A coughing episode on Labor Day prompted a fresh round of questions about Clinton’s health. During a speech during a festival in Cleveland, Clinton started coughing repeatedly at the outset of her remarks, took several sips of water and a lozenge and continued to sound hoarse as she spoke. Later that day, she interrupted a question-and-answer session with reporters in the back of her plane after she started coughing. Clinton told reporters her condition was due to “seasonal allergies.”

The 2012 episode led to a brief hospitalization for a blod clot in Clinton’s head. Details on Clinton’s condition were initially hard to come by, but her State Department office eventually provided extensive medical information.

Clinton wore special corrective glasses for some months afterward, and her husband, former president Bill Clinton, told an audience in 2014 that it had taken about six months for his wife to recover fully.

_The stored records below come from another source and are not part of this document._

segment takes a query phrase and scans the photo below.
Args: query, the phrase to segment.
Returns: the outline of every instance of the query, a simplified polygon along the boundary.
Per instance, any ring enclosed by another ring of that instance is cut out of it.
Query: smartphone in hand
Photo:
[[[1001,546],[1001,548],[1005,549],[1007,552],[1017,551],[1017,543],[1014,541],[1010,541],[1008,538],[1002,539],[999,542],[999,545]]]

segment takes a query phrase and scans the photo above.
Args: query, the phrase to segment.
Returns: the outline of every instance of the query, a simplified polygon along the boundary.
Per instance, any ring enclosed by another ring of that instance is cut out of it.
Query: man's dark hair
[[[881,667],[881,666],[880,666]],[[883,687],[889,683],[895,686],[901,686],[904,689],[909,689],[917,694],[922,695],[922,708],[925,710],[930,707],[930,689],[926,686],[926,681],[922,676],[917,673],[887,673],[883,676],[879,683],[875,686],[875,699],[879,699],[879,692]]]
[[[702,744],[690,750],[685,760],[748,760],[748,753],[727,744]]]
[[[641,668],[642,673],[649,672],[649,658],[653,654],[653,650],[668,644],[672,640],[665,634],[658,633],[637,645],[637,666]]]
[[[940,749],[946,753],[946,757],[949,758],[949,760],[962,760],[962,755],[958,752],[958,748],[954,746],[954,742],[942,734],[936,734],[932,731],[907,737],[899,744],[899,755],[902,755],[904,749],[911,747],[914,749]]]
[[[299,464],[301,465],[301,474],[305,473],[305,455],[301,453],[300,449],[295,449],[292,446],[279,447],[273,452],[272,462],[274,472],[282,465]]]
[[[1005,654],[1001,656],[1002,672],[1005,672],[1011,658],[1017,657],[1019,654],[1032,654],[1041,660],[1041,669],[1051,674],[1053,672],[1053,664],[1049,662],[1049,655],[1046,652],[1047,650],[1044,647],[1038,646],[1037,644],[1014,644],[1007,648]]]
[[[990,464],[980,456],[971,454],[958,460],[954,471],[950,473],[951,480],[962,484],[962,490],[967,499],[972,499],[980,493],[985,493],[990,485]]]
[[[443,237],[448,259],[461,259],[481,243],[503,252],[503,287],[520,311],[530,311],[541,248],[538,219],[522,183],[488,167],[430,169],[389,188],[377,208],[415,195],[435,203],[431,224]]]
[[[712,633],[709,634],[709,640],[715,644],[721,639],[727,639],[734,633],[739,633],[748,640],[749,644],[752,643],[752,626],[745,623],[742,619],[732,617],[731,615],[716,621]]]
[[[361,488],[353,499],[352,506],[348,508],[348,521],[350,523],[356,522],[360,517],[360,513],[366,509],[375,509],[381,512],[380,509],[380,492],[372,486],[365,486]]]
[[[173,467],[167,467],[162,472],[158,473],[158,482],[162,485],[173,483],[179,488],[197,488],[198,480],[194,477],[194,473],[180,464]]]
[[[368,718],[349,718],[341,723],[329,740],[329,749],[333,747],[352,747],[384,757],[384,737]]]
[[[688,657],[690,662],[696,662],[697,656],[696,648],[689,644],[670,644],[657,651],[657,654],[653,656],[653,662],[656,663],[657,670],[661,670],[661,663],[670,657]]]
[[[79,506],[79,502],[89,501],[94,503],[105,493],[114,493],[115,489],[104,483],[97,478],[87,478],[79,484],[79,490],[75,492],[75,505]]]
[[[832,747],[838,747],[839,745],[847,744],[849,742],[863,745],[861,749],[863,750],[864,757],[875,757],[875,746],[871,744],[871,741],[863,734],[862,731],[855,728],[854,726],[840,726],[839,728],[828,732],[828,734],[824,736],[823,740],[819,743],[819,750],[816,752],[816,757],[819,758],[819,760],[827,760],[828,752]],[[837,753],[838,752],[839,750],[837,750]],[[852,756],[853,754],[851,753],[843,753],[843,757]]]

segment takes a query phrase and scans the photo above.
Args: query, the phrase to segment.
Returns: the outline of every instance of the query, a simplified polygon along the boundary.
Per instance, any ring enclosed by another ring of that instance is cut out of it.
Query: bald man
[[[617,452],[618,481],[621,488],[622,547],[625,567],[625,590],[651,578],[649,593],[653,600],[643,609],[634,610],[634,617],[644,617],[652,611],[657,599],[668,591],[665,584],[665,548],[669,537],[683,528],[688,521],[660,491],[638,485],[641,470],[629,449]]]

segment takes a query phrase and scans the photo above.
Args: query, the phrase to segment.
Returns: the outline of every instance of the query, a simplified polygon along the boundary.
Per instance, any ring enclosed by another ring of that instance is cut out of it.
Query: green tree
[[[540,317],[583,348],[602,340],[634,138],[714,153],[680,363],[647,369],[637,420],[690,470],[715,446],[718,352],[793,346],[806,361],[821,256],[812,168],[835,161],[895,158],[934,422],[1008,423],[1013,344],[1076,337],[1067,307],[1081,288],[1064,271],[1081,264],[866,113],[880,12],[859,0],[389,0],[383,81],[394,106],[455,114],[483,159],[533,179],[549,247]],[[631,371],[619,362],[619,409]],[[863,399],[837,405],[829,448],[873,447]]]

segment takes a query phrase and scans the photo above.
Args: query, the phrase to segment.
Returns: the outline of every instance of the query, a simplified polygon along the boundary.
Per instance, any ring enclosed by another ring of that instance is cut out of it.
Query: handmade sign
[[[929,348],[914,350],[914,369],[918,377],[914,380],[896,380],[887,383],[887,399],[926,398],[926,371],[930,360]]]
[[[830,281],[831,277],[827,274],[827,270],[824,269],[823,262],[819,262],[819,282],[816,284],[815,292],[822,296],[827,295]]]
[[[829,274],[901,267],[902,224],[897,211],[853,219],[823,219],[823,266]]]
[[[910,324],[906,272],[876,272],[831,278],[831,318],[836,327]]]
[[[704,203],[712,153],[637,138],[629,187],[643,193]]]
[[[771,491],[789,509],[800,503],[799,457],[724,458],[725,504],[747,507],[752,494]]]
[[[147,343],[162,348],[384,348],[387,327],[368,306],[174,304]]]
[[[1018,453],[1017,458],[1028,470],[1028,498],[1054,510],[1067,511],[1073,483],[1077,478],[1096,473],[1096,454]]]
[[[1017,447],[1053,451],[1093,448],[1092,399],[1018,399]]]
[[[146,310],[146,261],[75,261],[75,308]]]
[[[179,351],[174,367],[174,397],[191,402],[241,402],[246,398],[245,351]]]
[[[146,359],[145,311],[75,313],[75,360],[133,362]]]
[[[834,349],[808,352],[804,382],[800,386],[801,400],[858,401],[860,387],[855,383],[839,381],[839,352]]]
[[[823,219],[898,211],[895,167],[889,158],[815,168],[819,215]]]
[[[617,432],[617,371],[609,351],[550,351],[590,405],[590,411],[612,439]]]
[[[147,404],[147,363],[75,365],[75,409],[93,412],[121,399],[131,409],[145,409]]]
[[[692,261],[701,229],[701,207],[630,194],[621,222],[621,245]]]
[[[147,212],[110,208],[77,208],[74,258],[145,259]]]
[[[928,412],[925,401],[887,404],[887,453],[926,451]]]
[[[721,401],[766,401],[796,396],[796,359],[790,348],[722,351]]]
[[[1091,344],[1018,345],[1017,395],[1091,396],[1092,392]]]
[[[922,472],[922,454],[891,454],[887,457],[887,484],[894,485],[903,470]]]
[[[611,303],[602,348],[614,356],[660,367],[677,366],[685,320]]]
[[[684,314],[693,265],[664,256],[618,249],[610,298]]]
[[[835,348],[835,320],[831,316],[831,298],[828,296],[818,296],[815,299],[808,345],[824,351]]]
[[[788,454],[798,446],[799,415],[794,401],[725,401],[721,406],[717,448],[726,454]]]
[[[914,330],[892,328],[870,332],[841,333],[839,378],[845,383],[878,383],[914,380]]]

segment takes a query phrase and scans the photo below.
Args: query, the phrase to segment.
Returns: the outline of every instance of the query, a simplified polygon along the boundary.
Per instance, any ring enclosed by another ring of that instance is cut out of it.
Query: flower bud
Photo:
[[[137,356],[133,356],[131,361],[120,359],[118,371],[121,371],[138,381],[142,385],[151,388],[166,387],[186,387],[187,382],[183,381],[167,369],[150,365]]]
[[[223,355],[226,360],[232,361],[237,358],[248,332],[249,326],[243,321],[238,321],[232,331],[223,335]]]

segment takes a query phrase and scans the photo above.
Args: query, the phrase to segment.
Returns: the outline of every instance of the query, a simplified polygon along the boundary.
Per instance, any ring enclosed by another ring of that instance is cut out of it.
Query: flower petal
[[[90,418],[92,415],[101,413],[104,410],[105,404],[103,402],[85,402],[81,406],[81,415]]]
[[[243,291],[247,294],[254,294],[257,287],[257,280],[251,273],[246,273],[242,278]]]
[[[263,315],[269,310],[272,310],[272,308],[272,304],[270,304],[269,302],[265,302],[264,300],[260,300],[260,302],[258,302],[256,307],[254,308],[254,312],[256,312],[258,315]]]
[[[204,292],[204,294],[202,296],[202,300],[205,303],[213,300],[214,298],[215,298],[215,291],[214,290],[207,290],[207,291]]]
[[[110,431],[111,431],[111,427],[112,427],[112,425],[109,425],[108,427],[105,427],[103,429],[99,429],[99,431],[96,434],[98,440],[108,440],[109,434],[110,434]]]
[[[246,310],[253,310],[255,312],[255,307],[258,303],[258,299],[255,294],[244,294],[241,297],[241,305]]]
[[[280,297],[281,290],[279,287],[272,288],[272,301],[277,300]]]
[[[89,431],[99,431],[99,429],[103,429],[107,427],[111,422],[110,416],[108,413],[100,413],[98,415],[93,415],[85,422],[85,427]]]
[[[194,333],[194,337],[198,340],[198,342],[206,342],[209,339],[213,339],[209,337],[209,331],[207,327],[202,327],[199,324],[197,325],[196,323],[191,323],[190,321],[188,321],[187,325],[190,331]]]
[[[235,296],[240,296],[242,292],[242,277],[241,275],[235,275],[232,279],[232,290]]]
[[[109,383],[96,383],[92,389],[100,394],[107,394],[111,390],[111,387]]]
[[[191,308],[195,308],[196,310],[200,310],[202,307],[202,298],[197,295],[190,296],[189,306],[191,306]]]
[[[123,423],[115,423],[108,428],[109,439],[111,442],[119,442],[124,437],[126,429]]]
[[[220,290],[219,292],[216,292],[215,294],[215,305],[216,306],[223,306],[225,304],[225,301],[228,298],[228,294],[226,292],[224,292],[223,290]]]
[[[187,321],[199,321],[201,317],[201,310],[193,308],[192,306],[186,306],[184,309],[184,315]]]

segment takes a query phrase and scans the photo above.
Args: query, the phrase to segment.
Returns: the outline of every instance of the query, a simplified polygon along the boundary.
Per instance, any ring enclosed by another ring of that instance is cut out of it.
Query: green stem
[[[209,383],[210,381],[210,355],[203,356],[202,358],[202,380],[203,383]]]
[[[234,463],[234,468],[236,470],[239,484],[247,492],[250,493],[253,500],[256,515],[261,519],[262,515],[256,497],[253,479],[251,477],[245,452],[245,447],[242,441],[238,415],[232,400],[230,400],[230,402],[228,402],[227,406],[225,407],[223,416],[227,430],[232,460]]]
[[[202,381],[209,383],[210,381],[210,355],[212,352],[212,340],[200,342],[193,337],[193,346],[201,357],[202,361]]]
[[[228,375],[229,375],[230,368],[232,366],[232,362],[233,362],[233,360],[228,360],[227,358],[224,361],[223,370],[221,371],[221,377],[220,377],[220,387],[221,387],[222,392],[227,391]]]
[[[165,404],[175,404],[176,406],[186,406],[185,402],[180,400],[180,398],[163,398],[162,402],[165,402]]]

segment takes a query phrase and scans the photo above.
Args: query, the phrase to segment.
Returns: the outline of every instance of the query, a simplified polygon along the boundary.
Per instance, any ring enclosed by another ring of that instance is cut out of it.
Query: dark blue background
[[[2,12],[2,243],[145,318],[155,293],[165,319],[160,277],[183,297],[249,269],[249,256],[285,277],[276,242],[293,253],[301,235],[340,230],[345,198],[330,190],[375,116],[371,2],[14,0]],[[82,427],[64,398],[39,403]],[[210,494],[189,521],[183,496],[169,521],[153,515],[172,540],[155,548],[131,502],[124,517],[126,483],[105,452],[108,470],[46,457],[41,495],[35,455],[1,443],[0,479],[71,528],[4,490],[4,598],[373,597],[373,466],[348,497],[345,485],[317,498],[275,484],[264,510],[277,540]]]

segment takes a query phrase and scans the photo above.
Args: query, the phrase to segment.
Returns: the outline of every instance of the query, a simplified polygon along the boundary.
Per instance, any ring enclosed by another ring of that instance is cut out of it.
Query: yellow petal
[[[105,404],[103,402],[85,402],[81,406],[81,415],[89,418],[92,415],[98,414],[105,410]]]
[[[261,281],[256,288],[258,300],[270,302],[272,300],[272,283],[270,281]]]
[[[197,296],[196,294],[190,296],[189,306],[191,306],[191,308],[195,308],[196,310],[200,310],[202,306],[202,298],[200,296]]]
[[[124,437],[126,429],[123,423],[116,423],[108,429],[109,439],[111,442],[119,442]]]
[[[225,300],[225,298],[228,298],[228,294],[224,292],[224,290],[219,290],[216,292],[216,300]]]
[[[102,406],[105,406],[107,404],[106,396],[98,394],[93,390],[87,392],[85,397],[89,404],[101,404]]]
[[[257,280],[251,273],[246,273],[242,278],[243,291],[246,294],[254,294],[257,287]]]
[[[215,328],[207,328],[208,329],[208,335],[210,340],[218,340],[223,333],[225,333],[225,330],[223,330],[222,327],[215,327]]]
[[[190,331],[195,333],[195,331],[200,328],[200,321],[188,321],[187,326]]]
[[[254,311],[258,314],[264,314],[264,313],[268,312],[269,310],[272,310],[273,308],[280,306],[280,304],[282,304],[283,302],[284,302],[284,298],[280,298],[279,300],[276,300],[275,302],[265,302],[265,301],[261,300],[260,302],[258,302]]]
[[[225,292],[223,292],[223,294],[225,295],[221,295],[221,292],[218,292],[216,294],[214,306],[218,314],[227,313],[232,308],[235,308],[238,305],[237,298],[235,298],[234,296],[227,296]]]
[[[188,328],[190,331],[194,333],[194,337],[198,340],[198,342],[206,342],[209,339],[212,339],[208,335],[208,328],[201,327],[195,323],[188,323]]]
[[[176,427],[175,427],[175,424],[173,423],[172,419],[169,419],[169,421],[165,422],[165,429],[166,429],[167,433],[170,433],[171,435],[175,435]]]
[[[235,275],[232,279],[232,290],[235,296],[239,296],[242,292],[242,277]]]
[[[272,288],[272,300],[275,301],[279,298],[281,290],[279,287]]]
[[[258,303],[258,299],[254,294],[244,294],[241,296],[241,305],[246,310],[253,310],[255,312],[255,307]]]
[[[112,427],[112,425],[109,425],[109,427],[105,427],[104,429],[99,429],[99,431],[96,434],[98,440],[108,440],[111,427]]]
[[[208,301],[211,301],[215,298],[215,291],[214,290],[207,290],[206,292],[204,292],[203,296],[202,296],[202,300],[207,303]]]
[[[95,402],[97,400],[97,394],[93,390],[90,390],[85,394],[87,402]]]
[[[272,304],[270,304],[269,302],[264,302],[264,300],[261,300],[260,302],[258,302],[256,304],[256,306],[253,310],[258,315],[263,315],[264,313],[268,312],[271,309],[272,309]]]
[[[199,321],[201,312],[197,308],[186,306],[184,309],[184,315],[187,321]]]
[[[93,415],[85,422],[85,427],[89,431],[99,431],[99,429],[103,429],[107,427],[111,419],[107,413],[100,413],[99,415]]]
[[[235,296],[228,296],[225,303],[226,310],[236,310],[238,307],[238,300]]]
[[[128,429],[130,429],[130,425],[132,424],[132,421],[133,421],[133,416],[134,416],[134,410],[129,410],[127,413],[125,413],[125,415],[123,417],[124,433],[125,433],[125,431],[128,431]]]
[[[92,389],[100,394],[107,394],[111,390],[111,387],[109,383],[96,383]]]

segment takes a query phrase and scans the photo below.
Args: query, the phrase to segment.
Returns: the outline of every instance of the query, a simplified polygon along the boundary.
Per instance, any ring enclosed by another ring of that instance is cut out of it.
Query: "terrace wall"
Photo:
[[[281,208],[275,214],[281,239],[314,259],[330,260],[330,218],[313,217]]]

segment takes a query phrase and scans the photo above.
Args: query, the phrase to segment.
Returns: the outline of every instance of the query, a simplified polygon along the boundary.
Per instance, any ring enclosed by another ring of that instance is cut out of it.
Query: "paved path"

Clinton herself has said she was surprised by the illness, because she had not experienced anything like it before.

Clinton’s campaign released a memo from her personal physician, Lisa Bardack, last summer, pronouncing the candidate healthy and suffering no lasting effects from the concussion.

Otherwise, Clinton seemed upbeat and sometimes jovial as she engaged reporters during multiple sessions on her plane last week.